4. Which of the following describes the pathophysiology of exercise-induced asthma?
- A. Bronchospasm after exercise
- B. IgE-mediated inflammatory response to antigen
- C. Bronchoconstriction after ingesting high-allergen foods
- D. Increased mucus production due to a genetic mutation
Correct answer: A
Rationale: The correct answer is A: 'Bronchospasm after exercise.' Exercise-induced asthma involves the narrowing of the airways (bronchospasm) triggered by physical activity. This bronchospasm leads to symptoms such as coughing, wheezing, and shortness of breath. Choices B, C, and D are incorrect because exercise-induced asthma is not primarily caused by an IgE-mediated inflammatory response to an antigen, bronchoconstriction after ingesting high-allergen foods, or increased mucus production due to a genetic mutation.
5. An 8-year-old boy has been diagnosed with a sex hormone deficiency and has begun a course of treatment with testosterone. What change in the boy's health status would necessitate a stop to the course of treatment?

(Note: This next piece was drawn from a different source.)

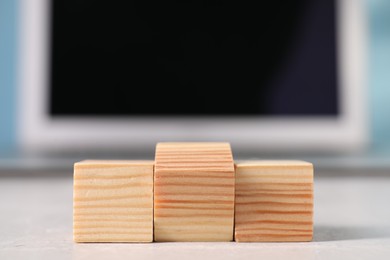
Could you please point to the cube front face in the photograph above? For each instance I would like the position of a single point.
(193, 192)
(274, 201)
(113, 201)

- A. Excessive growth in height
- B. Signs of puberty
- C. Recurrent urinary tract infections
- D. Increased blood pressure
Correct answer: B
Rationale: In an 8-year-old boy with a sex hormone deficiency being treated with testosterone, the appearance of signs of puberty would necessitate stopping the treatment. Testosterone therapy in this case aims to supplement the deficient sex hormones but should not trigger premature puberty. Excessive growth in height (choice A) is not a typical reason to stop testosterone therapy. Recurrent urinary tract infections (choice C) and increased blood pressure (choice D) are not directly related to testosterone therapy in this context.